For gaugeres and marmalade

  • 1 cup water
  • 4 ounces sweet butter
  • 1/2 teaspoon salt
  • 11/2 teaspoon sugar
  • 1 cup all purpose flour
  • 3 eggs
  • 1 tablespoon grated parmesan cheese
  • canola oil for brushing on cookie sheet
  • 4 slices jalapeño bacon (if you can’t find jalapeño bacon, use regular and add ½ teaspoon hot sauce while frying it)
  • 1 cup minced yellow onion
  • 2 tablespoons pure maple syrup
  • 2 tablespoons Moscato wine
  • 1/4 teaspoon salt
  • 1/8 teaspoon pepper
  1. FOR GAUGERES: Heat the oven to 425 degrees.
  2. Combine the water, butter, salt, and granulated sugar in a large saucepan and bring to a rolling boil over medium-high heat. When it boils, immediately take the pan off the heat.
  3. Stirring with a wooden spoon, add all the flour at once and stir hard until all the flour is incorporated, 30 to 60 seconds. Return the pan to the heat and cook, stirring, about 2 minutes to evaporate some of the moisture.
  4. Add the eggs, one at a time, until each is fully incorporated. After each one, scrape down the sides of the bowl with a rubber spatula. Mix until the dough is smooth and glossy and the eggs are completely incorporated. The dough should be thick, but should fall slowly and steadily from the whisk when you lift it out of the bowl.
  5. Fold in the Parmesan cheese.
  6. Grease and line 2 cookie sheets with parchment paper
  7. Using a pastry bag, pipe the dough into 18 half dollar size circles onto 2 cookie sheets. Dip your finger in flour and push down the points to smooth out any bumps.
  8. Bake 15 minutes, and then reduce the heat to 375 degrees and bake until puffed up and golden brown, about 20 minutes more. Let the gaugeres cool until ready to assemble the burgers.
  9. FOR THE MARMALADE: Chop up the bacon and fry it in a small saucepan. (5 minutes)
  10. When the bacon is almost crisp, add the minced onion and cook until it’s browned (10 minutes).
  11. Add the maple syrup, salt and pepper.
  12. Remove from the heat and add the Moscato.
  13. Return to the heat and cook until the mixture becomes thick and syrupy. (5 minutes.) Set aside until ready to assemble the burgers.

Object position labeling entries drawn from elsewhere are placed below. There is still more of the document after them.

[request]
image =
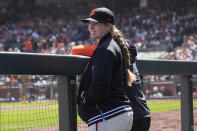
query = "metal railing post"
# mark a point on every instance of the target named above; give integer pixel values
(67, 104)
(187, 122)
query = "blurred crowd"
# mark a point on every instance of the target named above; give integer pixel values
(56, 29)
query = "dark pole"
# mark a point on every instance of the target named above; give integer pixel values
(187, 121)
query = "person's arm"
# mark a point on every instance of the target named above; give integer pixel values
(101, 77)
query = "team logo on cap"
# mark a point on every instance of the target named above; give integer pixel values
(93, 12)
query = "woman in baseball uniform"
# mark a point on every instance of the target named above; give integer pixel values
(102, 100)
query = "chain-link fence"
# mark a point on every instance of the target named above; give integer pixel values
(28, 102)
(163, 97)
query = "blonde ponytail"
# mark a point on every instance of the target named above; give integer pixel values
(118, 37)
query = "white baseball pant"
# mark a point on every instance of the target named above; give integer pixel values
(122, 122)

For the slaw and the burgers

  • 1/2 cup shredded red cabbage
  • 1/2 cup shredded green cabbage
  • 1/2 cup shredded carrots
  • 1/2 cup jicama, cut into matchsticks
  • 1 medium green apple, cut into matchsticks
  • 1 scallion
  • 1 small shallot
  • 1/2 cup creamy italian salad dressing
  • 2 tablespoons barbeque sauce
  • 2 tablespoons whole milk
  • 1 teaspoon minced garlic
  • 1 1/2 pounds boneless, skinless turkey thighs
  • 1/2 pound jalepeno bacon
  • 1 egg
  • 1 small yellow onion
  • 2 medium green apples
  • 1/2 pound grated smoked Gouda cheese (half goes inside the burgers. half goes on top of the burgers)
  • 1/2 cup Italian seasoned breadcrumbs
  • 1 teaspoon minced garlic
  • 2 teaspoons salt
  • 1 teaspoon pepper
  • Canola Oil for brushing on the grill
  1. FOR SLAW: Combine all the dressing ingredients in the bottom of a large bowl. Add all the slaw ingredients on top, and toss to coat. Set aside until ready to assemble the burgers.
  2. FOR BURGERS: Heat grill to medium high.
  3. Cube turkey thighs and add to a food processor with the bacon. Pulse until it resembles ground meat.
  4. Peel and quarter the onion. Remove the core and seeds from the apples. Switch the food processor to the julienne attachment and add the onion and apple.
  5. Switch mixture from the food processor to a mixing bowl and add ½ of your grated smoked Gouda cheese. (The rest goes on top of the burgers)
  6. Add the remaining ingredients. Mix gently, just until it all incorporates.
  7. Form the mix into 18 equal size patties.
  8. Brush the grill with canola oil and grill the patties, 4 minutes. Flip and grill the other side for 3 minutes.
  9. Top evenly with the remaining shredded smoked Gouda cheese and cook another minute, letting the cheese melt.
  10. Remove from the grill and let rest while you slice the gaugeres.
  11. TO ASSEMBLE: Slice the gaugeres in half. Place 1 teaspoon of Bacon Moscato Marmalade on the bottom. Place a burger patty on top of that. Place 1 tablespoon of slaw on top of the burger. Add the top bun and serve immediately.